Novel Agents for the Treatment of Melanoma

Source: OncLive, September 2019

Jeffrey S. Weber, MD, PhD: There’s a whole raft of phase III trials that will come to mature—SD-101, CMP-001, the MASTERKEY-265—and then there’s the NKTR-nivolumab trial. Jason, a lot of buzz about these IL-2–like compounds. There’s ALKS 4230, which is a genetically modified IL-2. There’s NKTR-214 which is a pegylated IL-2. And the idea was it would not bind to the alpha receptor of IL-2, so it wouldn’t promote T-regs [regulatory T-cells] and it would activate T-cells. What’s your read on the NKTR-214–nivolumab trial? That’s a phase III trial.

Jason J. Luke, MD, FACP: The predicate here being that before we had all these drugs we’ve just been discussing, a high-dose IL-2 was the therapy that was available to some patients and was associated with a long-term benefit. That’s really fallen away because of the toxicity, but we still all acknowledge the fact that some patients were cured. As you’re suggesting, these are novel approaches to harness IL-2 biology and then bring it into the checkpoint inhibitor space. NKTR-214 is a pegylated molecule that tries to sort of take the parts of the IL-2 molecule that we think are the important ones, then tries to use that in combination with checkpoint blockade to enhance that.

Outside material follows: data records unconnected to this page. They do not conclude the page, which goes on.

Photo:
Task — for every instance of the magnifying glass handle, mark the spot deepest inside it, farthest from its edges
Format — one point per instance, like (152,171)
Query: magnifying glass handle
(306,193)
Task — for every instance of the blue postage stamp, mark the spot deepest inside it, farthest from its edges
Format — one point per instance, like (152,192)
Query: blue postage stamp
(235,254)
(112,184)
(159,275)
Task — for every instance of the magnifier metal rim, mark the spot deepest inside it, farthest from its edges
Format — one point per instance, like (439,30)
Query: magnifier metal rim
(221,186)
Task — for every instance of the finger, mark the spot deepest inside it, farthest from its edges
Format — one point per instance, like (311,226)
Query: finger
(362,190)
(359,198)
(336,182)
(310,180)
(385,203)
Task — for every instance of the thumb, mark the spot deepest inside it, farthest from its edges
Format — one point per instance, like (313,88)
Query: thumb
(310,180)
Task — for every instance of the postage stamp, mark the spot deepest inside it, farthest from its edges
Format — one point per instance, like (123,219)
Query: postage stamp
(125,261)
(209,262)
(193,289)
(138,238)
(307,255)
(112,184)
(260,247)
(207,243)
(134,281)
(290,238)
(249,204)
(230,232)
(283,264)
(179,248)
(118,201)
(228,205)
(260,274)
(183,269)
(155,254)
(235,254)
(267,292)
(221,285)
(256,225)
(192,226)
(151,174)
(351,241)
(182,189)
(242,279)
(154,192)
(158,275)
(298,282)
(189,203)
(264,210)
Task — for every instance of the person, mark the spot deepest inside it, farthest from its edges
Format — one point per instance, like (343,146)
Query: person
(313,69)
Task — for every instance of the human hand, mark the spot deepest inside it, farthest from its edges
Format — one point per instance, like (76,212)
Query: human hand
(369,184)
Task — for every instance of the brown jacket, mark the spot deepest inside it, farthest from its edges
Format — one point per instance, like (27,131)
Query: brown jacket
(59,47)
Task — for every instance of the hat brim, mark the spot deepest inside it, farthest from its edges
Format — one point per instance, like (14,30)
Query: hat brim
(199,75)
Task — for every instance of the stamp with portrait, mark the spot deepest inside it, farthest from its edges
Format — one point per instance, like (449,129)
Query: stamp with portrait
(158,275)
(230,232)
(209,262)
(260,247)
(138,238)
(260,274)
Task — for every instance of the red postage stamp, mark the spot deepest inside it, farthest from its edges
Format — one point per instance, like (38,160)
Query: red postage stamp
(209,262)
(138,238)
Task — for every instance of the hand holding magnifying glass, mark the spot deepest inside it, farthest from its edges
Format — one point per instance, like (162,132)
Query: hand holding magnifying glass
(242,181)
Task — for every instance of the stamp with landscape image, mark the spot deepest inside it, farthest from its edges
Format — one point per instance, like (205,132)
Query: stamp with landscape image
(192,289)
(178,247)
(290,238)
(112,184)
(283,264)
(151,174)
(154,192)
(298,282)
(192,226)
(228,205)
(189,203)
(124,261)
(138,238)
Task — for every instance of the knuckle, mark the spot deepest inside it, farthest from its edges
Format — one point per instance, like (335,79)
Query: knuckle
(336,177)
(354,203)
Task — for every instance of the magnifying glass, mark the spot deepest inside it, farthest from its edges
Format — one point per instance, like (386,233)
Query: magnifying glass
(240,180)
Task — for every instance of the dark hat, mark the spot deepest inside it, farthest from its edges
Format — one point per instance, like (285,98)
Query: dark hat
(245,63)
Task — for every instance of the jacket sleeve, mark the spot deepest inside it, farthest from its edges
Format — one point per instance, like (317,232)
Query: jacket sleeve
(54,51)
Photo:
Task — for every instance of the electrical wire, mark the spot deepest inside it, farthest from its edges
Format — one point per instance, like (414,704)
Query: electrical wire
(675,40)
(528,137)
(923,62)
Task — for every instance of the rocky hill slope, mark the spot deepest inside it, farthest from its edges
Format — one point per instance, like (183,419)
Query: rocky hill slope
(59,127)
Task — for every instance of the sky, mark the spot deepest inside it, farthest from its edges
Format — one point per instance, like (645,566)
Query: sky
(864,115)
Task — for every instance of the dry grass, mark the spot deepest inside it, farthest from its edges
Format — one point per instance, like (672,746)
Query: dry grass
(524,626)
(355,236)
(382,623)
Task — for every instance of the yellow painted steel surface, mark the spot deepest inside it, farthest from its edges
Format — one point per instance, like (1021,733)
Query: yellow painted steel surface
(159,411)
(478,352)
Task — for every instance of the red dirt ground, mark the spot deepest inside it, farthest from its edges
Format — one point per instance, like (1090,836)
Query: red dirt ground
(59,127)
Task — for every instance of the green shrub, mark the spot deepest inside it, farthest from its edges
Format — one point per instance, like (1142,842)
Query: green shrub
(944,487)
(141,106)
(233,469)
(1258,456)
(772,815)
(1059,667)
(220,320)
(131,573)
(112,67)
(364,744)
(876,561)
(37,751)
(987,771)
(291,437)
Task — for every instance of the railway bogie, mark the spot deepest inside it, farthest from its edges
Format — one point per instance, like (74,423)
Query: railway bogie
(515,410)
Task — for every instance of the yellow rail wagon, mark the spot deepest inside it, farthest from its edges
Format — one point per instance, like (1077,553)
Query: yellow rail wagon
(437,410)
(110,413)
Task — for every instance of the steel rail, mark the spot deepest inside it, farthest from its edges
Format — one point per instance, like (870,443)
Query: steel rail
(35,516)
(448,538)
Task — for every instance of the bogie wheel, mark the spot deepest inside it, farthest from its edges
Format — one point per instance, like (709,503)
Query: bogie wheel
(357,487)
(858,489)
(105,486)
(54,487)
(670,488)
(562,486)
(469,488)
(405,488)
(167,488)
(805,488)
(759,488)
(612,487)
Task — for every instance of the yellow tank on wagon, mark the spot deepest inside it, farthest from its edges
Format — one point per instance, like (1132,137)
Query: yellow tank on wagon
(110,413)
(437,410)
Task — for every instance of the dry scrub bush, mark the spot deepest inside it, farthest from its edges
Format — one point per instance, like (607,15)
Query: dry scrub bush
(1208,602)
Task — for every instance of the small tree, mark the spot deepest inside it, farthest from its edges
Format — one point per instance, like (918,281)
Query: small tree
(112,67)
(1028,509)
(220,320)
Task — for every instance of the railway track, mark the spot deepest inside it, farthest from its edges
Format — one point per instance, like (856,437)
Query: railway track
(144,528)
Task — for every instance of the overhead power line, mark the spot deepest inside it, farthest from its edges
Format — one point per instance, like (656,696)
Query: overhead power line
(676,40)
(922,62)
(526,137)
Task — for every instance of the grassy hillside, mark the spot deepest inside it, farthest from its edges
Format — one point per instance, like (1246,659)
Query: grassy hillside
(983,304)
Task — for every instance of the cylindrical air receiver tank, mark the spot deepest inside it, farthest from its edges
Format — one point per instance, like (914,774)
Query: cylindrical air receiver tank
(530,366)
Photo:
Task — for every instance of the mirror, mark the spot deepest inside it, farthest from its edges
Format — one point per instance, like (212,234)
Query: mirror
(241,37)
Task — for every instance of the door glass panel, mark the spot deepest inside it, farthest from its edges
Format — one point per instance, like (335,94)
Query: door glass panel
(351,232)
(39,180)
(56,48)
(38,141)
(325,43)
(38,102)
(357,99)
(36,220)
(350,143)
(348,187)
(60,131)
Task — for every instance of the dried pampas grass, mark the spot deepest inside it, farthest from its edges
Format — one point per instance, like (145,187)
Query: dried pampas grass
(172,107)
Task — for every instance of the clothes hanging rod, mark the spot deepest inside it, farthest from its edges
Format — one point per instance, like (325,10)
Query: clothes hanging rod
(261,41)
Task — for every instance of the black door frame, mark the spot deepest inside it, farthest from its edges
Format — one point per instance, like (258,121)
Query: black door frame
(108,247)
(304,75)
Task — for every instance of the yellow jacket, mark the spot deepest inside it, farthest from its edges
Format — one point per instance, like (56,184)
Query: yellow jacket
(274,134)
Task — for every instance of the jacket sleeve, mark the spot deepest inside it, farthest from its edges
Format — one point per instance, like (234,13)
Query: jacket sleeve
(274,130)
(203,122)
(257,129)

I think that the early data set are very interesting in that regard. The clinical data have showed that in some patients with advanced melanoma in the frontline setting, there were complete responders in patients who were PD-L1 [programmed death-ligand 1] negative, and that was thought to be pretty unlikely. There were changes on the translational level, in terms of number of immune cells going into tumors, and the immune changes in a tumor that you would think would associate with immune response. All that trended in the direction that you would expect, enough that this phase III trial has been launched.